Event sponsored by:
Trent Center for Bioethics, Humanities & History of Medicine
School of Medicine (SOM)
Contact:
Trent Center
Speaker:
Carl Elliott, MD, PhD, Professor, Department of Philosophy, University of Minnesota
Reception to Follow.
Whistleblowers often pay a terrible price for speaking out against abuses in clinical research. Why do they take the risk and what can we learn from their experiences? This lecture will explore stories of whistleblowers over the past 50 years as well as the speaker's own experiences in exposing wrongdoing.
Carl Elliott, MD, PhD is a professor of Philosophy at the University of Minnesota and the author of The Occasional Human Sacrifice as well as Better than Well and White Coat, Black Hat: Adventures on the Dark Side of Medicine. Dr. Elliott serves as the Cary and Ann Maguire Chair in Ethics and American History at the Library of Congress. He is the recipient of a Guggenheim Fellowship, a National Endowment for the Humanities Public Scholar Award, a resident fellowship at the Rockefeller Center in Bellagio, and a Weatherhead Fellowship at the School for Advanced Research in Santa Fe.
His writing has appeared in The New Yorker, The Atlantic, The New York Review of Books, The New York Times, Mother Jones and The American Scholar.

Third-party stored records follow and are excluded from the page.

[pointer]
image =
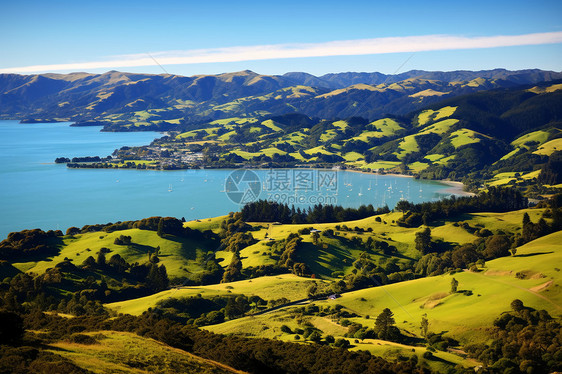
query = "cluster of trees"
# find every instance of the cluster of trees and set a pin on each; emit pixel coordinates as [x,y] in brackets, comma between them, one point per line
[162,225]
[525,341]
[494,200]
[23,244]
[63,160]
[551,172]
[267,211]
[201,311]
[246,354]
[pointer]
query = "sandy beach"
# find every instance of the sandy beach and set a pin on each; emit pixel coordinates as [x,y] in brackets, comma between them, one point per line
[456,188]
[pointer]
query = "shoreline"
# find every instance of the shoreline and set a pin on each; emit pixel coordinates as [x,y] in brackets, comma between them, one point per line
[455,188]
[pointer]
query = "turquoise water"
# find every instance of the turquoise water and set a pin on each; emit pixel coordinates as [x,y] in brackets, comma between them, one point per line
[36,193]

He has been a visiting faculty member at the Institute for Advanced Study in Princeton, the University of Sydney, and the University of Otago, where he is an affiliate of the Bioethics Centre.
The Nancy Weaver Emerson Lectureship in Medical Ethics was established in 1997 to honor Nancy Weaver Emerson whose legacy shows us that patients can be our most courageous and extraordinary partners in advancing research, treatment, education and policy.